The bow is divided into bands displaying the different colors of the spectrum and is formed by the refraction and reflection of the sun's rays in drops of rain. Reflection is simply the return of light waves from the raindrop's surface. Light which appears to be white, is really made up of a mixture of red, orange, yellow, green, blue, and violet light.

When a shaft of sunlight enters a drop of water, a part of it does not pass directly through but is reflected from the inner surface and emerges from the side from which it entered. Moreover, it is refracted both on entering and leaving the water drop. This process, repeated in the same manner for an immense number of drops, produces the primary rainbow, which appears in front of the observer, who has his back to the sun. It has the red band on the outer edge which are long light waves and the blue-to-violet on the inner edge which are short light waves.

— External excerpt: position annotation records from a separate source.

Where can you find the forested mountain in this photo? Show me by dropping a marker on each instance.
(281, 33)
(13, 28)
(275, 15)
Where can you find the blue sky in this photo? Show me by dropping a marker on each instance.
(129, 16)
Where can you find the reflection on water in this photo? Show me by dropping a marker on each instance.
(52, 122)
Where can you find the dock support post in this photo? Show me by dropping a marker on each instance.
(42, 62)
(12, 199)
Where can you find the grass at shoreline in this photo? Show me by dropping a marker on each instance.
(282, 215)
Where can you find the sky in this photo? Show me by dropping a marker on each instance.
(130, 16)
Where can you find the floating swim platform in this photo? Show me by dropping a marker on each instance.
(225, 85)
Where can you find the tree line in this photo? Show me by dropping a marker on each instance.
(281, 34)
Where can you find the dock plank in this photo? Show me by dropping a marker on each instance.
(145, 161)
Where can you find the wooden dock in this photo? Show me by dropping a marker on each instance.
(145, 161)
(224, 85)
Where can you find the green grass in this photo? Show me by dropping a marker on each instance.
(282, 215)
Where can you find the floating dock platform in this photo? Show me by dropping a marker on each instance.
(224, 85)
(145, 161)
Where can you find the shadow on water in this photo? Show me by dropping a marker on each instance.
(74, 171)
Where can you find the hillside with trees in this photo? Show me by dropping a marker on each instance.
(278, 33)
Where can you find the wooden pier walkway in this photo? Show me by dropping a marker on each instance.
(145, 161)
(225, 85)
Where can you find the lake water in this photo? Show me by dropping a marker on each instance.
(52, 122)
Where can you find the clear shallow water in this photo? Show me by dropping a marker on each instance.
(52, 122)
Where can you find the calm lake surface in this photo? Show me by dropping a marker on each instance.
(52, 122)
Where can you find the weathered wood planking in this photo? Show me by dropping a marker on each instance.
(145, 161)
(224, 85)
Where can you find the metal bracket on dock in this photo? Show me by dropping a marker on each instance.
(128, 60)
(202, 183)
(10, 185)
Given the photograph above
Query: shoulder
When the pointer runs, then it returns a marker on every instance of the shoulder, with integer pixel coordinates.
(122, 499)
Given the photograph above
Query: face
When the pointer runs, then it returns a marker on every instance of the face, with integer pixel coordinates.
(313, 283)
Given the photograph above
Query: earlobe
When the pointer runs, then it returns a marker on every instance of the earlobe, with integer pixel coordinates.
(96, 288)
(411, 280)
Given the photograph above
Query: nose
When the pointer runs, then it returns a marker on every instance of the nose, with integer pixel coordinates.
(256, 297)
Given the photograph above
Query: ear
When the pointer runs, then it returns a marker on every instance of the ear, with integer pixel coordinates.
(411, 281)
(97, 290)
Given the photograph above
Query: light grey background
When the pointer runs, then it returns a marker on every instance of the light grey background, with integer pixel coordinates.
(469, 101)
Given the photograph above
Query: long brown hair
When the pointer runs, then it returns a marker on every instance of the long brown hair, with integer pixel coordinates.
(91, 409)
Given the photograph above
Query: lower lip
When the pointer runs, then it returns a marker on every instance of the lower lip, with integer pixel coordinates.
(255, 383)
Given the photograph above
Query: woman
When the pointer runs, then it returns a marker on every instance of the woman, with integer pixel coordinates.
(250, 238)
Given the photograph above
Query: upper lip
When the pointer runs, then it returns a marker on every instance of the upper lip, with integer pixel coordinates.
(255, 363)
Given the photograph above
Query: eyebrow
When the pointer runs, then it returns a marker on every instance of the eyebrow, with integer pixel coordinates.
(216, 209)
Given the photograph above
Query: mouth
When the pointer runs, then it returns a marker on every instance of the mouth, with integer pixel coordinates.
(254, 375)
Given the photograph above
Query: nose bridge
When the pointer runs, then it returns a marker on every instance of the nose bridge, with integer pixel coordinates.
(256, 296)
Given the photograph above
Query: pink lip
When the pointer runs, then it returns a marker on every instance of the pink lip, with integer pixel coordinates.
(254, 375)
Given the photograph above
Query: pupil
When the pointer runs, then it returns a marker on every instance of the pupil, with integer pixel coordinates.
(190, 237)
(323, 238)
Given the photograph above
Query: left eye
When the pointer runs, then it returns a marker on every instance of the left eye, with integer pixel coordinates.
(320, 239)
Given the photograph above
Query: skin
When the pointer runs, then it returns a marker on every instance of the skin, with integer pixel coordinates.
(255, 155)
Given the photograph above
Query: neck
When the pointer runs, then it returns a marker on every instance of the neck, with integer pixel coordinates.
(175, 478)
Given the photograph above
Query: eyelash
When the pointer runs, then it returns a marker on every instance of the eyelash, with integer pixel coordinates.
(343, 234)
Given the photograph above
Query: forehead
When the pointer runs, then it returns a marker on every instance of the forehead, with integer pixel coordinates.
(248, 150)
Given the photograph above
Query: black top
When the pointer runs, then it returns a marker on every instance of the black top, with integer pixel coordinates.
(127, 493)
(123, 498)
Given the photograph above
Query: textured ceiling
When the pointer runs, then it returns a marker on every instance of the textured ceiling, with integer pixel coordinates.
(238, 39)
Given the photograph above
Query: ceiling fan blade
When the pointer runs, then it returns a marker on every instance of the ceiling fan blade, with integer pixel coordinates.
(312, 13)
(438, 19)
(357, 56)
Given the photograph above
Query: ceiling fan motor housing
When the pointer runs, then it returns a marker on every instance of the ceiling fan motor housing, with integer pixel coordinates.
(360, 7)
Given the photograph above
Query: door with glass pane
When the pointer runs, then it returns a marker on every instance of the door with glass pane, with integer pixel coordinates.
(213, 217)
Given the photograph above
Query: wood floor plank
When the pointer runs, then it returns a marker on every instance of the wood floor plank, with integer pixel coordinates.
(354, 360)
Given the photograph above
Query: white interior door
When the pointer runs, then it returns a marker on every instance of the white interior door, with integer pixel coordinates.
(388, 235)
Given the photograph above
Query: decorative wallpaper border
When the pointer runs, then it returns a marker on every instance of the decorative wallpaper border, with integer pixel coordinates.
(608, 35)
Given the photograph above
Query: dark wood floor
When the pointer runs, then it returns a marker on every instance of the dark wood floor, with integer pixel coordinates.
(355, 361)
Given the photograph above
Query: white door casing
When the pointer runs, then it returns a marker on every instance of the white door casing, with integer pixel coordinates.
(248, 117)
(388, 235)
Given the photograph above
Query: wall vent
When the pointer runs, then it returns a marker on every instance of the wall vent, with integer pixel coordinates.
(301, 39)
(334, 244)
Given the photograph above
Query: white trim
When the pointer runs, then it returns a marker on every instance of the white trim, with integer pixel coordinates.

Another larger bow is often seem outside the primary rainbow and parallel to it. This secondary rainbow is produced in a similar way, but the sun's light is reflected twice before emerging from the raindrop. For this reason, the color sequence is reversed; red is on the inside edge. And because there is a loss of light with each reflection, it is not as bright as the primary rainbow. The region between the two bows is comparatively dark, for it lacks entirely both the once and the twice reflected rays. There is theoretical evidence for a tertiary rainbow , but it would be so faint as to be rarely seen in nature.